Here's the result of applying Non Rigid Face Tracking on Brad, Rorie, and Vinny, while they were talking about Dark Souls 2.
Basically this computer vision algorithm goes like this:
- Apply Active Shape Model.
- Basically from a set of training images, in this case more than 1000 different images from MUCT database , we learn the mathematical model that approximately describes the pre-annotated facial shape of human. Here's a sample of image with pre-annotated points (also called as landmarks):
- In this case, we learn the most general shape out of the 1000+ images, which we call the canonical shape. However since the general shape is not enough to describes large number of faces (some people has taller nose, more pronounced cheek, etc), we also retain 3 standard deviations from the canonical shape. Here's the sample of learned Active Shape Model:
- For each pre-annotated points, we learn the correlative patch models
- Which basically means that for each landmark point, we apply stochastic gradient descent (randomly pick an image from the image set for 1000 times), in order to find the patch that gives us the best response / result.

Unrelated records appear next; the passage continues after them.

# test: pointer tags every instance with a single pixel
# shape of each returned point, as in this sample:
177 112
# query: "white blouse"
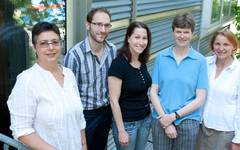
39 104
222 108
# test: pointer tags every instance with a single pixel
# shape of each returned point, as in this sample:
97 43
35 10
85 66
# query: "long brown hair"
125 51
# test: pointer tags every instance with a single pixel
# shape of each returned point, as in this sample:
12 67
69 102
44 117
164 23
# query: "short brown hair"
94 11
229 35
184 20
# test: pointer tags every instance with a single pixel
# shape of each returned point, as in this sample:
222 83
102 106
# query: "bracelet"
177 116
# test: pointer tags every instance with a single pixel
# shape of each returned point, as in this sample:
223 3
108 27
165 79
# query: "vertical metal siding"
117 37
204 44
146 7
160 27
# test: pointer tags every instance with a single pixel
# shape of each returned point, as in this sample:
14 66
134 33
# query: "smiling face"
138 41
222 47
99 27
47 47
183 36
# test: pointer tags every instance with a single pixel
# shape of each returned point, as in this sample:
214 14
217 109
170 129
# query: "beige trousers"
210 139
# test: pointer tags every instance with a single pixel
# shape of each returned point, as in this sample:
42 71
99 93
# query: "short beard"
94 38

- In layman terms, rather than learning the whole face, we try to find learn the general facial features for small region / patch of each landmark point. Here's the sample result of learned patch models
- Use Viola Jones Classifier to find the approximate head position in our test data (which is the GiantBomb video), and apply the shape and patch models to fit in the landmark points to each detected faces. Here's the result of it
It's not perfect, it depends on the lighting of the scene, requires 'non difficult' head movement. Anything that depends on Machine Learning is also based on probability, but again this is not a state of the art, there are more robust algorithms out there.
If you're interested, I have the source code here: https://github.com/subokita/Sandbox/tree/master/NonRigidFaceTracking
I have no fucking idea why I decided to post this on GiantBomb though.